Excepting the “clouding agents” which are even murky to me, I can certainly picture how bait-and-switch goes on. Water and sugar are added to fruit juice; twigs and leaves in the ground coffee; corn syrup diluting the maple syrup…but olive oil is tough and fish is even more difficult to distinguish.

Just as we love buying local, buying US products can help decrease the chance of fraudulent food. The FDA and USDA have standards (admittedly some are voluntary) but a very small percentage of the total food universe is inspected so we can’t be 100% certain of our food’s pedigree. But, we can probably all admit, that’s better than wildly fraudulent labeling in other countries. Buy from a reputable purveyor and get a bit of background on the product.

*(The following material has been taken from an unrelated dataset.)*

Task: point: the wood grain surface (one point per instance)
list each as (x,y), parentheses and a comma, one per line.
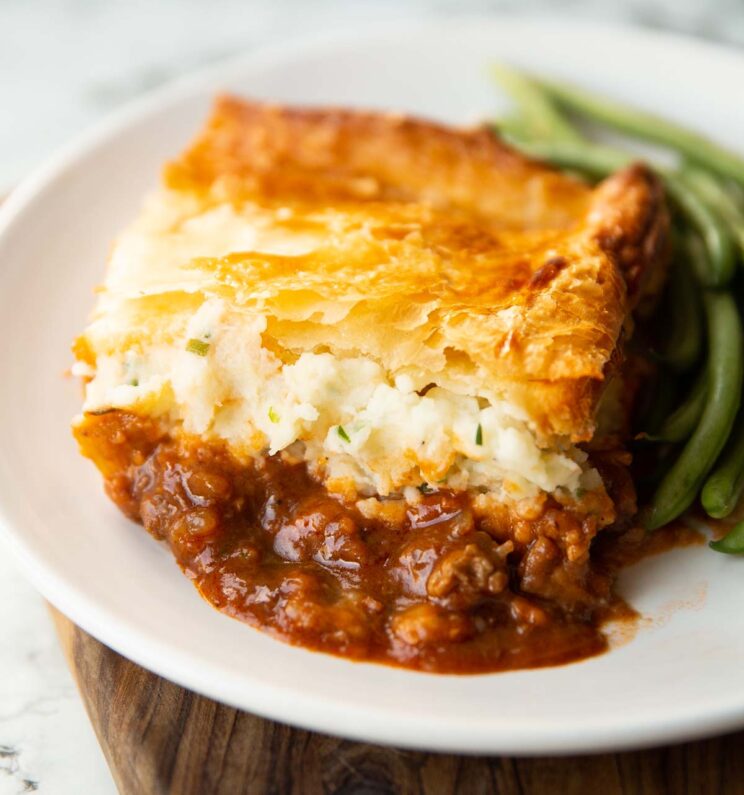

Regarding extra virgin olive oil – it is expensive, has a distinctive color and flavor and will be in a dark bottle with the harvest date often noted. The California Olive Oil Council and North American Olive Oil Association have standards and your bottle may indicate that those standards are followed. We switched from an Italian olive oil to a California product a couple years ago sourced through a reliable farm.

If you’re eating for your health, it’s worth a bit of investigation to be well,

Marcia

PS Let’s talk fish in another Minute.